Was sind die Vorteile einer Frauenquote?
Befürworter nennen folgende Argumente immer wieder als wichtige Vorteile:
Förderung der Chancengleichheit
Mehr Vielfalt im Unternehmen
Abbau von Stereotypen
Signalwirkung für weitere Maßnahmen in Richtung Gleichberechtigung
Verbesserte Unternehmensleistung
Was sind die Nachteile?
Kritiker warnen vor möglichen negativen Auswirkungen einer Frauenquote und führen folgende Bedenken an:
Diskriminierung gegenüber männlichen Bewerbern
Einschränkung der Wahlfreiheit
Förderung von Stereotypen, da Frauen die Position „nur aufgrund ihres Geschlechts“ erhalten
Verstoß gegen das Leistungsprinzip, da die Auswahl geschlechterspezifisch erfolgt
Einschränkung der Wahlfreiheit, indem Frauen die Position „annehmen müssen“, auch wenn kein Interesse besteht
Wie ist die Meinung der Deutschen?
Eine in diesem Jahr veröffentlichte Studie zum Thema Frauenquote zeigt folgende Ergebnisse:
Insgesamt waren 51 % der Befragten der Meinung, es solle in privaten und öffentlichen Unternehmen eine Frauenquote geben.
Etwas weniger positiver ist die Stimmung, wenn es darum geht, im Fußball eine Frauenquote einzuführen.
Rund die Hälfte der befragten männlichen Fußballfans in Deutschland sprach sich zuletzt eher gegen die Einführung einer Frauenquote in Vorständen von Profi-Fußball-Clubs aus.
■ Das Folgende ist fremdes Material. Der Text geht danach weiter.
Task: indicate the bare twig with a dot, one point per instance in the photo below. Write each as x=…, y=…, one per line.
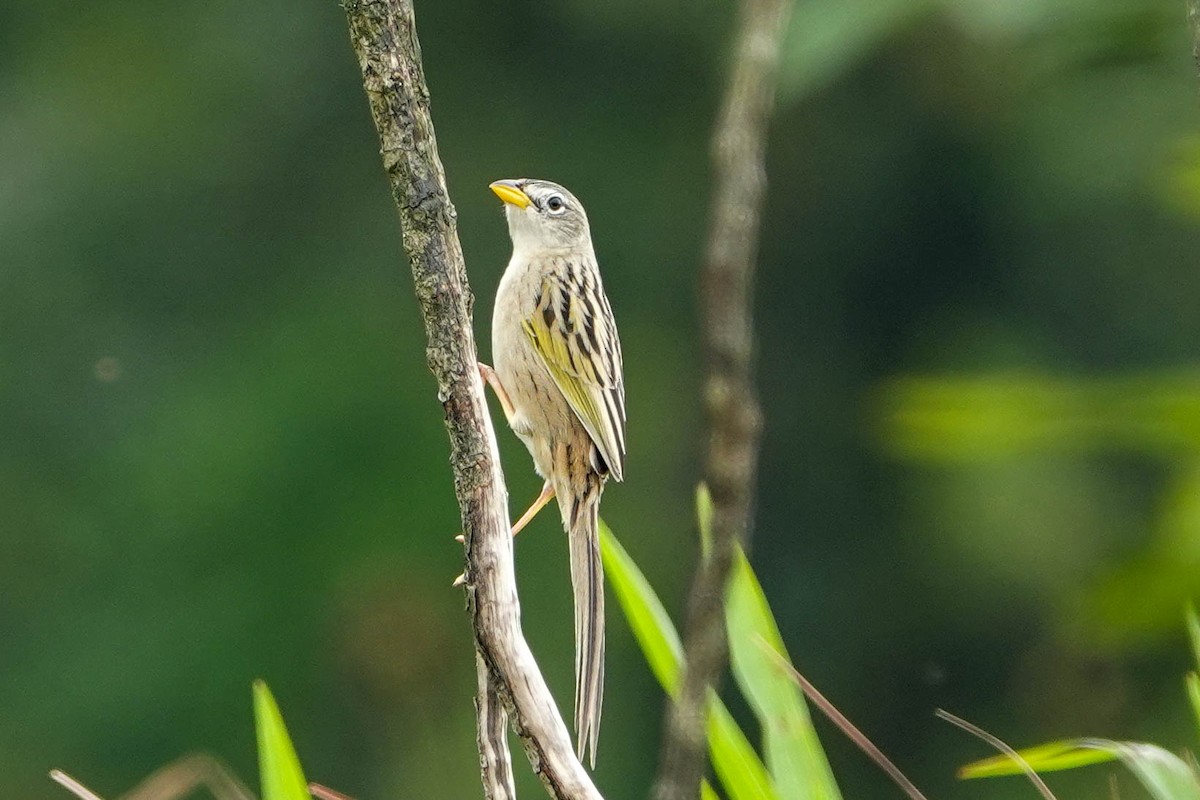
x=849, y=728
x=384, y=37
x=73, y=786
x=976, y=731
x=177, y=780
x=492, y=737
x=735, y=420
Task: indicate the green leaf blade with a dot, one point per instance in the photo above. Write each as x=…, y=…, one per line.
x=647, y=618
x=793, y=753
x=1050, y=757
x=735, y=761
x=1163, y=774
x=279, y=765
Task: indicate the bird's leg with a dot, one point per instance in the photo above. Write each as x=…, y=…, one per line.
x=493, y=380
x=547, y=493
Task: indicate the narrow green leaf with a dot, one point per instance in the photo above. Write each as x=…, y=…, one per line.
x=279, y=767
x=795, y=756
x=1164, y=775
x=1193, y=684
x=1193, y=679
x=741, y=770
x=1050, y=757
x=1194, y=632
x=646, y=615
x=736, y=763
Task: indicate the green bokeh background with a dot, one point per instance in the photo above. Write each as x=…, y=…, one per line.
x=221, y=455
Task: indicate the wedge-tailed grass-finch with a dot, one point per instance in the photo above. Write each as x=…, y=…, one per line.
x=558, y=377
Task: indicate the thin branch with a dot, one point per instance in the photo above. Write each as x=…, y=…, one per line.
x=492, y=735
x=735, y=421
x=384, y=37
x=995, y=741
x=73, y=786
x=849, y=728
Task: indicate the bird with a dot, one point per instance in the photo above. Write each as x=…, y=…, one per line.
x=557, y=372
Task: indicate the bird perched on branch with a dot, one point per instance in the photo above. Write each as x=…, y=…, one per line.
x=558, y=376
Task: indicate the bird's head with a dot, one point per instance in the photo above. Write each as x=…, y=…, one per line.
x=543, y=215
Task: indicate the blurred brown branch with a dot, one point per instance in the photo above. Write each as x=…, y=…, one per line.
x=177, y=780
x=384, y=37
x=735, y=420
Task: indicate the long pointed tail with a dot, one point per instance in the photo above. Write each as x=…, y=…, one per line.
x=587, y=583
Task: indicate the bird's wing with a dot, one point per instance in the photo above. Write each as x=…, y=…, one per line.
x=574, y=332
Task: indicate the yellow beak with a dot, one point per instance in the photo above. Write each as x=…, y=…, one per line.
x=511, y=193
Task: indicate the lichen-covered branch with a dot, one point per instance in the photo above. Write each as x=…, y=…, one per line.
x=739, y=144
x=384, y=37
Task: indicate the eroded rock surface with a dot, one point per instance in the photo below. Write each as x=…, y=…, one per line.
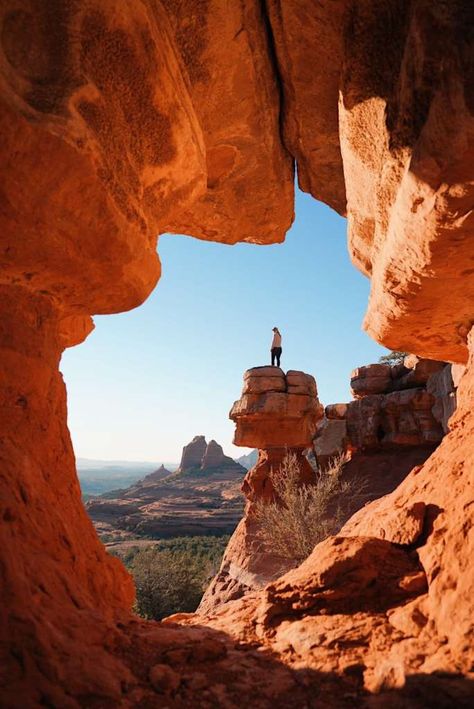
x=276, y=413
x=119, y=122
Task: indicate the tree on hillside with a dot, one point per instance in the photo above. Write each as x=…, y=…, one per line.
x=303, y=515
x=393, y=357
x=168, y=582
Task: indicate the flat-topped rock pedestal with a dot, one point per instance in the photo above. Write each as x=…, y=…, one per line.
x=277, y=413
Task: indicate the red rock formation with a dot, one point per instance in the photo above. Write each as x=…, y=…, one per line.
x=119, y=122
x=193, y=453
x=390, y=601
x=395, y=407
x=276, y=413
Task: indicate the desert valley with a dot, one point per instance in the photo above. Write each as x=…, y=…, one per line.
x=331, y=567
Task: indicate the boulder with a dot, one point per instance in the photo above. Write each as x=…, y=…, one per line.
x=419, y=371
x=371, y=379
x=276, y=418
x=330, y=439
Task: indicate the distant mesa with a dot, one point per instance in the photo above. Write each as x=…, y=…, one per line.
x=202, y=497
x=205, y=456
x=248, y=460
x=158, y=474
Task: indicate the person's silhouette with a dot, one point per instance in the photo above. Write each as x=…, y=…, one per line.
x=276, y=347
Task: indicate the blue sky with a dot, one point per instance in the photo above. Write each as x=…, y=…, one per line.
x=145, y=382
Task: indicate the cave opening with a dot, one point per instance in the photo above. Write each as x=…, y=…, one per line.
x=144, y=383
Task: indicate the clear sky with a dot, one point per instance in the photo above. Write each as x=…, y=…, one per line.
x=145, y=382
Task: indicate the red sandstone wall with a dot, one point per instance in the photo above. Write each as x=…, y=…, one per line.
x=118, y=121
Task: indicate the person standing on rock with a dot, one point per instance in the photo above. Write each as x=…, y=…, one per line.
x=276, y=347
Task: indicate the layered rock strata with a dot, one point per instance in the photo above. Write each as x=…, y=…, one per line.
x=277, y=414
x=106, y=140
x=406, y=405
x=378, y=602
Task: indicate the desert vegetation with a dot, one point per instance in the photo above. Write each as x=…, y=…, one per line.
x=302, y=515
x=393, y=357
x=171, y=576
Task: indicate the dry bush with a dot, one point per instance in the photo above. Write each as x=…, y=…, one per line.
x=303, y=515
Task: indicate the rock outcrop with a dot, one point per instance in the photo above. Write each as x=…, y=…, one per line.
x=377, y=602
x=395, y=407
x=193, y=453
x=119, y=123
x=276, y=413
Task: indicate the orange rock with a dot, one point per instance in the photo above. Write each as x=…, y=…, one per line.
x=117, y=123
x=278, y=413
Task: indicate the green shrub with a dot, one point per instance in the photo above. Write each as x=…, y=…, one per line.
x=393, y=357
x=171, y=575
x=303, y=515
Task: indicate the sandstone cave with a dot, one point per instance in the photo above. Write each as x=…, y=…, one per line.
x=122, y=121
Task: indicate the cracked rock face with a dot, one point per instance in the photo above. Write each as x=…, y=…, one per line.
x=118, y=123
x=277, y=413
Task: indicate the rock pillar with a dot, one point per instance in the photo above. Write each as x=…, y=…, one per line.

Dies zeigt eine Studie von FanQ aus dem Jahr 2021. Die Mehrheit der befragten Frauen hingegen befürwortete eine solche Maßnahme (rund 74 % Zustimmung).
Die Meinungen hinsichtlich einer Quotenregelung gehen also auseinander. Das Thema wird noch längere Zeit Diskussionsstoff sein und entsprechende Maßnahmen dürften auch zukünftig noch gefordert und vielleicht ja auch umgesetzt werden.